Here’s some advice about how to choose which path to take when the way forward is not clear. The top line is that it’s helpful to have an intentional process of some kind when facing a tough decision. Otherwise, our default mode may use fear or reactivity as a guide, which gets in the way of leading with our values. Two additional resources here and here.

  1. Tough decisions are often ones about which we feel conflicted. Different parts of us prioritize different things. Try a short writing exercise in which you start every sentence “Part of me is afraid that….” as many times as you need to until you’ve voiced all the fears. Listen out for what other parts of you have to say; give these parts names so you can listen out for their distinct voices as you work through your decision.
  2. Decisions can be tough because there’s not an obvious “ideal” option. For those of us who lean perfectionist, any less-than-ideal option may feel like all the choices are “bad.” We need to accept that choices involve tradeoffs in which we have to let go of something in order to get something else, even if temporarily. Don’t get stuck in the trap of trying to have everything by not making a choice. To not decide something is also a choice.
  3. Turn “shoulds” into “wants” and “needs.” Most of the tough decisions we face don’t have objectively right answers. There will be choices that align better with our values or that are more right for us in this moment of our life. The task of deciding is not about looking outside of you for what you “should” do, but to look inside you for what you want or need.
  4. Tough decisions can take time to work through; meantime, you have to live with more uncertainty and that’s a hard thing to do. Acknowledge that explicitly and be kind to yourself in it. Do what you need to to support yourself in coping with the increased uncertainty, while granting yourself some time to make the decision. Try not to force a decision because uncertainty is uncomfortable; there will be more uncertainty around the next bend and it will serve you better to get used to that idea.
  5. Tough decisions are usually made with some combination of rational pro/con type thinking and feelings or intuition. There are tools in those resources above to guide you through each of those. It can help to disentangle the head and heart aspects of thinking through a problem while still honoring both.
  6. Break down a tough decision into smaller parts. That may clarify where you’re really stuck. If you’re frozen at the first fork in the road, taking small steps down either or both paths — in your mind or in reality — can get you unstuck. Don’t worry about “wasting” energy on the “wrong” path — life is a series of experiments and we often have to try things on to know they don’t fit.
  7. Do some reflecting and writing about the things you value most dearly in your life. Step back from the current moment and think about your life from the far end of it. What do you want to be able to say came first when you look back on your life?
  8. Live out a thought experiment: imagine that you’ve made a choice and try it on in your mind for a for a few days. Let go of the other option(s) and try on having already picked a path.

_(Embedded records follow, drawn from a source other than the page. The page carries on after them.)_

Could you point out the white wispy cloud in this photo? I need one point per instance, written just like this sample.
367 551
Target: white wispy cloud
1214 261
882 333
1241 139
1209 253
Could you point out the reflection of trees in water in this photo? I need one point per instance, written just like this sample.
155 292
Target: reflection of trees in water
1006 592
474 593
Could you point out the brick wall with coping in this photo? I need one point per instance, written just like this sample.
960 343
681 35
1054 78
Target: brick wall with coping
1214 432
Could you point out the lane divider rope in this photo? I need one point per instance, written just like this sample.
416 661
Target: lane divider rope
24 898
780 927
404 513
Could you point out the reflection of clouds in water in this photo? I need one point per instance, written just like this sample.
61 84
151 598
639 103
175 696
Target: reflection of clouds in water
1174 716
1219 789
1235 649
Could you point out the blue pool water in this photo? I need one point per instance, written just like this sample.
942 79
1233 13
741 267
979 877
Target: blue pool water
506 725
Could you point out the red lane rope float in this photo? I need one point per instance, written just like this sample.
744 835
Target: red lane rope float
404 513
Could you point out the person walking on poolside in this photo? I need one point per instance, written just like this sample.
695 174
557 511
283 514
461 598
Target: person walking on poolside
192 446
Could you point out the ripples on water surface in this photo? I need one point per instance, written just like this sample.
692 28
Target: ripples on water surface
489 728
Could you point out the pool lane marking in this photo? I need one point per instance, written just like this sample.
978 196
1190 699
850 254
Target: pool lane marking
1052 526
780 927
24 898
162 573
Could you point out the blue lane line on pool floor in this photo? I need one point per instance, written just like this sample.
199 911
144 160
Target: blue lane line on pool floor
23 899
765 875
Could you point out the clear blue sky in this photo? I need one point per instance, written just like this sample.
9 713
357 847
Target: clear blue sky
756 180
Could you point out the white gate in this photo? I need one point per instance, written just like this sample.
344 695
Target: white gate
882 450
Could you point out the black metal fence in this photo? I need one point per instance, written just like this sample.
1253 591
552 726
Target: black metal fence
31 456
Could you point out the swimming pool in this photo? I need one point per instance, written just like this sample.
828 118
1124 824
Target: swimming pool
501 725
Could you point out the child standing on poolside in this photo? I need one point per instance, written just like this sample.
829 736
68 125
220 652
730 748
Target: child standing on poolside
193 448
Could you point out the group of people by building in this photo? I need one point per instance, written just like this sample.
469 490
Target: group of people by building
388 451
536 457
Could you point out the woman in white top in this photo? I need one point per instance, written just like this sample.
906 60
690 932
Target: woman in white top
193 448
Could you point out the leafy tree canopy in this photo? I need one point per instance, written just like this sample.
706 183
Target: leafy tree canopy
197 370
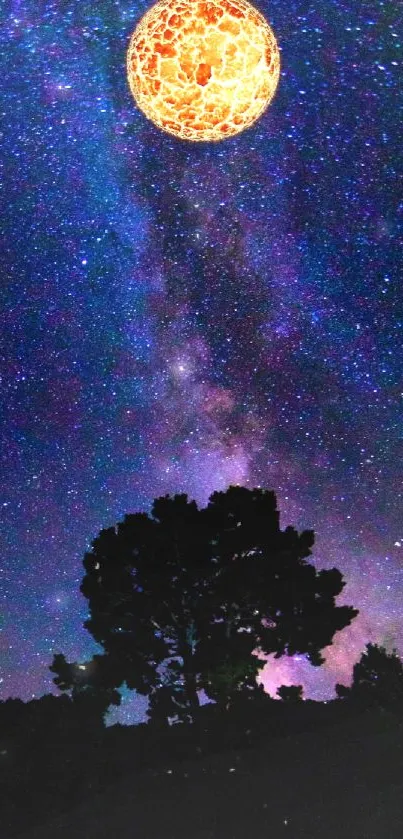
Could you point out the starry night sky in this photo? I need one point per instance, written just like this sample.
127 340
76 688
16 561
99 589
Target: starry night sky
181 316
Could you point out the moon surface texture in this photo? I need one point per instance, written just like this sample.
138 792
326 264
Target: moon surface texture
203 69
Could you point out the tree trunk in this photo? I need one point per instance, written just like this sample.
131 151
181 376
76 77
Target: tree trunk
190 681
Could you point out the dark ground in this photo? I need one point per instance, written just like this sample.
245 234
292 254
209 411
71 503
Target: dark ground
339 781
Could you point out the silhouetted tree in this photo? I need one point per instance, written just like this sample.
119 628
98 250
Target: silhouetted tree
201 591
377 679
290 693
90 686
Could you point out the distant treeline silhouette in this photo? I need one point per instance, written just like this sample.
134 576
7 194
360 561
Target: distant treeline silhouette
184 602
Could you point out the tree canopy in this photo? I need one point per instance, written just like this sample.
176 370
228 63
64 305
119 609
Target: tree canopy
182 600
377 678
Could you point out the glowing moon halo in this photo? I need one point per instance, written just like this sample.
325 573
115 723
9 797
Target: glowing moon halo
203 69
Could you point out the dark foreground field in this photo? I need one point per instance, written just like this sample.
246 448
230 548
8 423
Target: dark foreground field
340 778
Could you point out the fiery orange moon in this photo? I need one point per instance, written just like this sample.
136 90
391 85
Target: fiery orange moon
203 69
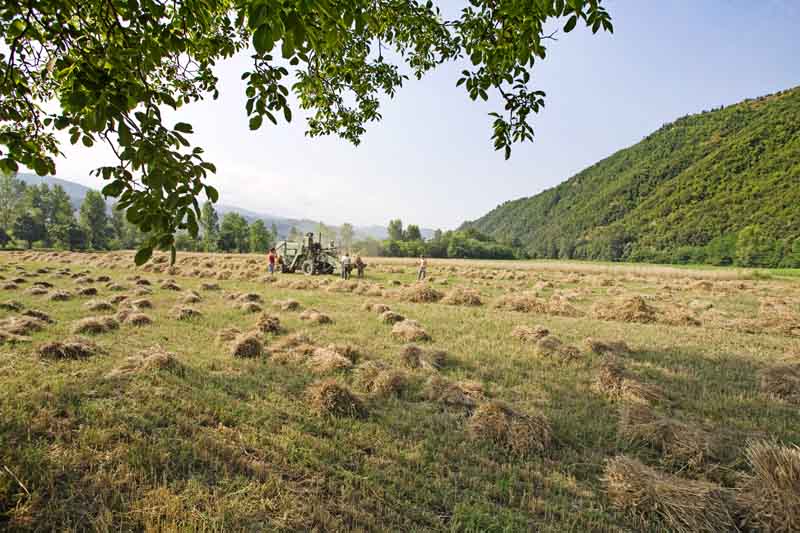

Make notes of the thoughts and feelings that come up over the course of that time as you imagine you’ve already made the choice.
  9. Make intentional time to reflect and write; don’t let ruminating on your choice run in the background while you’re doing other things. When ruminating about it crops up, grab your computer or a piece of paper and write about your thoughts and feelings for a defined period of time (10-15 minutes, say) and then return to what you were doing. If the ruminating returns, remind yourself that this kind of problem-solving is best done in short, focused bursts and not by brooding for long stretches about it.
  10. Take “meta” notes about your process: notice where you tend to get stuck in working through tough decisions. Do you minimize the validity of your experience? Do you engage in a lot of self-doubt? Do you avoid and procrastinate? Are your expectations perfectionist? Is anxiety hampering you? Are you easily discouraged? Identify how you get in your own way and learn how to respond to your particular kind of self-undermining. A coach or therapist can be particularly helpful here, as well as a good friend or trusted colleague.